Endangered Orangutans Digest Their Own Muscles for Survival

Endangered Orangutans Digest Their Own Muscles For Survival

Bornean orangutans

Bornean orangutans live in tropical rainforests, but because of logging that is destroying their habitat, the supply of fruit is shrinking. In order to survive, the orangutans eat leaves that they do not digest very well and bark when food is scarce. Living near starvation has some orangutans gaining their protein by digesting their own muscles. It is a desperate strategy, but these are desperate times.

Erin Vogel of Rutgers University in New Brunswick, New Jersey, studied wild orangutans for five years and found that when they go without fruit for several months, their urine contains nitrogen compounds indicating that the apes are digesting their muscles to get some much-needed protein.

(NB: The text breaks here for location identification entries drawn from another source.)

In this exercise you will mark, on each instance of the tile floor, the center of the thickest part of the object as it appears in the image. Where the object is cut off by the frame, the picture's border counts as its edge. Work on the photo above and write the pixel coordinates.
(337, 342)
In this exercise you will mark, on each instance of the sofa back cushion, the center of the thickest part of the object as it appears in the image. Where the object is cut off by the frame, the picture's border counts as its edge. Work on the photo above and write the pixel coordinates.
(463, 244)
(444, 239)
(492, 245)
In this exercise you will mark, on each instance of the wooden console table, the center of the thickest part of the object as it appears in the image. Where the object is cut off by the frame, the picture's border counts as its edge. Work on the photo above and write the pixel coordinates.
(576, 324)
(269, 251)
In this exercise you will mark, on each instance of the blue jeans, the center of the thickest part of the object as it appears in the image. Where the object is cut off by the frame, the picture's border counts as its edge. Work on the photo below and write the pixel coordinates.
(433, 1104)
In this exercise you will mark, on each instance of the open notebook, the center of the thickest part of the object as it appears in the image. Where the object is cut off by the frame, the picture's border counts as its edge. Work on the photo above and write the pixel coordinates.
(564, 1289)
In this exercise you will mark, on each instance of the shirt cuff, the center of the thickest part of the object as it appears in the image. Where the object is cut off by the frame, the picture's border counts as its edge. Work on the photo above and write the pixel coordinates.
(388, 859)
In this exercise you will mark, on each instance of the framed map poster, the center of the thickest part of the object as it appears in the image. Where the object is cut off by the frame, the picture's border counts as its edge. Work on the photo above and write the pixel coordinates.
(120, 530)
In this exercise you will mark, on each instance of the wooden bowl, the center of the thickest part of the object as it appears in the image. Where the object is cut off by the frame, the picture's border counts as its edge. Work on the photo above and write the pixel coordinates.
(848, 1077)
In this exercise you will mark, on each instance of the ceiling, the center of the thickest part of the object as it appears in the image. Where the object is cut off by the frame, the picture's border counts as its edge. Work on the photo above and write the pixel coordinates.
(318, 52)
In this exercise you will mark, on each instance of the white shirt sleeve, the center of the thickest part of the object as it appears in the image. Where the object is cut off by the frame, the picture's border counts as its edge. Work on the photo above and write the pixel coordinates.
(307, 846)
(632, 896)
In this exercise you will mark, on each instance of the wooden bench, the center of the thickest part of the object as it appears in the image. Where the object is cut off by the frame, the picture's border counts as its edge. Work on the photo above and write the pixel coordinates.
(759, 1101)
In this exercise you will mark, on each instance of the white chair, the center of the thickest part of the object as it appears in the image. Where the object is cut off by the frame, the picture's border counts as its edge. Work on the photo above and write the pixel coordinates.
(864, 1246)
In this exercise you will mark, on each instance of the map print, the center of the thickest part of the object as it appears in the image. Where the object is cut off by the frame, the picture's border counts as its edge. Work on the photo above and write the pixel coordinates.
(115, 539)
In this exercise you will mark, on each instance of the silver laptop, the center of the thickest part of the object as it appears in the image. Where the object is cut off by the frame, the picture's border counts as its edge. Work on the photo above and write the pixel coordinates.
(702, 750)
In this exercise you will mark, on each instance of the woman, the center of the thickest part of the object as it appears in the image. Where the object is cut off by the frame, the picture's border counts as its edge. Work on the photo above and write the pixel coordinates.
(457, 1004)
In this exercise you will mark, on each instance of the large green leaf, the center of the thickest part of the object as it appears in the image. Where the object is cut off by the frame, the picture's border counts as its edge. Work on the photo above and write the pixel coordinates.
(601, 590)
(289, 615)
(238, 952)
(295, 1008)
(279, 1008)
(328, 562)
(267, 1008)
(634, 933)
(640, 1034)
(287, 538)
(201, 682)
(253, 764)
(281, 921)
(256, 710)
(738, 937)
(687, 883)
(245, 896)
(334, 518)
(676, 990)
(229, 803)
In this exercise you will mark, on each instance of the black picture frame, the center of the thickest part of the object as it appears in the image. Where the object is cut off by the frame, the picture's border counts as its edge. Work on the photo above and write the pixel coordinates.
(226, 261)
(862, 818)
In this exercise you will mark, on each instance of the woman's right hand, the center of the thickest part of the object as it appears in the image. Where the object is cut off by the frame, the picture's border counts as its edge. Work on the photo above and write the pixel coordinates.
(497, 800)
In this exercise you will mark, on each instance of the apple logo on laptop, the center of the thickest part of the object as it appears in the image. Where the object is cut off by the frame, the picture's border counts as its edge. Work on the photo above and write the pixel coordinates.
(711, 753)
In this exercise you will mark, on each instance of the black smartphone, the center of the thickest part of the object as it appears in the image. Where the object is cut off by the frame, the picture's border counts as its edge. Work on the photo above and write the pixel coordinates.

They have very little of their habitat left. If we want them around for very much longer and healthy, we will need to protect partially logged forests, maybe even create new ones, by planting more trees that they can consume. They are basically wasting away and consuming muscle cells.

We could learn from this as humans face the same situations when they are poor, or dealing with something like anorexia, for instance, where there is potential for humans to digest their own muscles for protein as well. Future studies will look at fluctuations in the hunger-related hormones ghrelin and leptin during periods of food scarcity compared to times of abundance. We may just learn how to keep our own species healthier in times of scarcity.